Shortcuts

auto_dataloader#

ignite.distributed.auto.auto_dataloader(dataset, **kwargs)[source]#

Helper method to create a dataloader adapted for non-distributed and distributed configurations (supporting all available backends from available_backends()).

Internally, we create a dataloader with provided kwargs while applying the following updates:

  • batch size is scaled by world size: batch_size / world_size if larger or equal world size.

  • number of workers is scaled by number of local processes: num_workers / nprocs if larger or equal world size.

  • if no sampler provided by user, a torch DistributedSampler is setup.

  • if a torch DistributedSampler is provided by user, it is used without wrapping it.

  • if another sampler is provided, it is wrapped by DistributedProxySampler.

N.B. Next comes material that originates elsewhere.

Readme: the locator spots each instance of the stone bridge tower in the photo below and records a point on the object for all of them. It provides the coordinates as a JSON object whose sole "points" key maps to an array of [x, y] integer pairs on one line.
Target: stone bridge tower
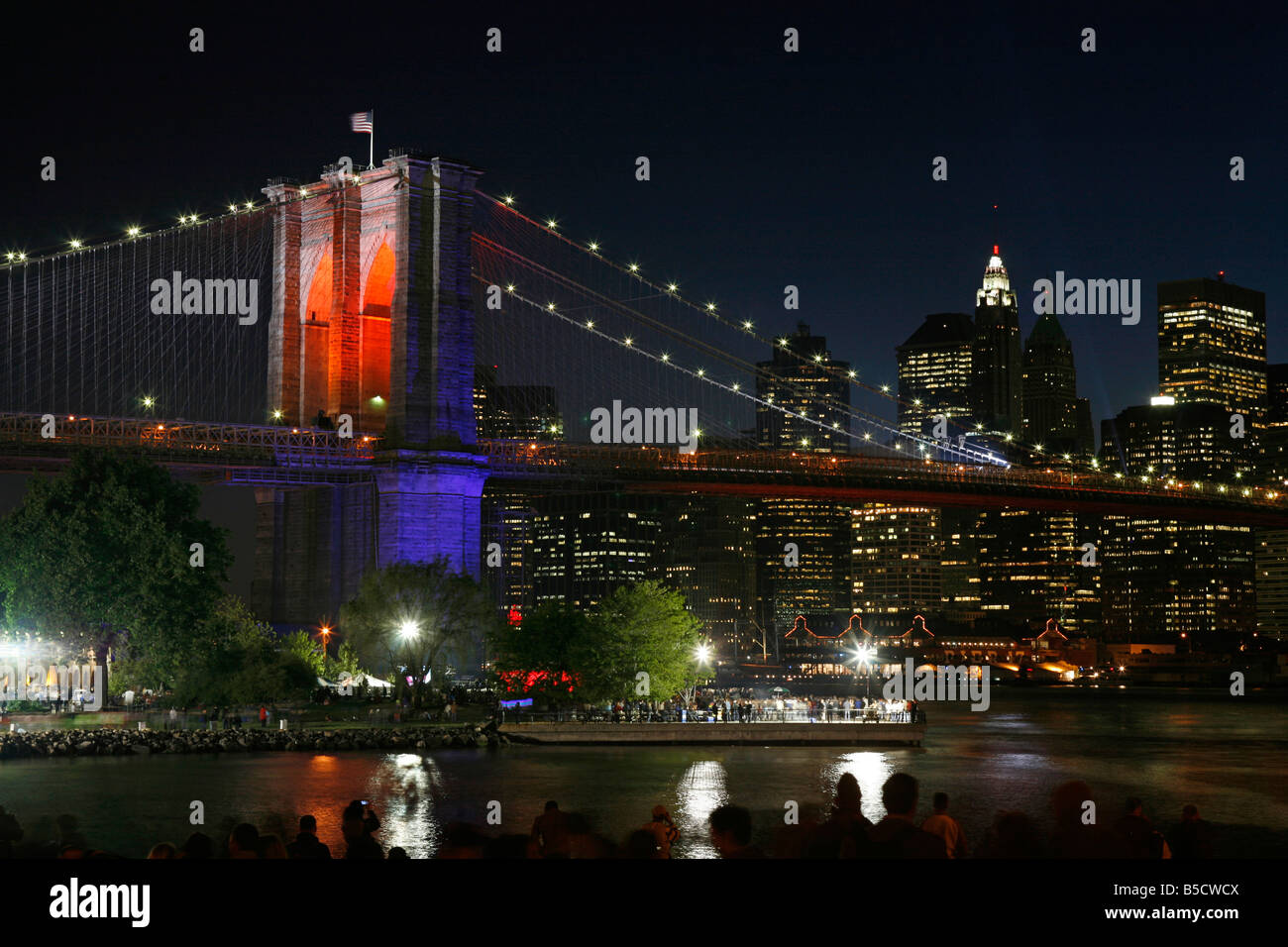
{"points": [[373, 317]]}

  • if the default device is ‘cuda’, pin_memory is automatically set to True.

Warning

Custom batch sampler is not adapted for distributed configuration. Please, make sure that provided batch sampler is compatible with distributed configuration.

Parameters
  • dataset (Dataset) – input torch dataset. If input dataset is torch IterableDataset then dataloader will be created without any distributed sampling. Please, make sure that the dataset itself produces different data on different ranks.

  • kwargs (Any) – keyword arguments for torch DataLoader.

Returns

torch DataLoader or XLA MpDeviceLoader for XLA devices

Return type

Union[DataLoader, _MpDeviceLoader]

Examples

import ignite.distribted as idist

train_loader = idist.auto_dataloader(
    train_dataset,
    batch_size=32,
    num_workers=4,
    shuffle=True,
    pin_memory="cuda" in idist.device().type,
    drop_last=True,
)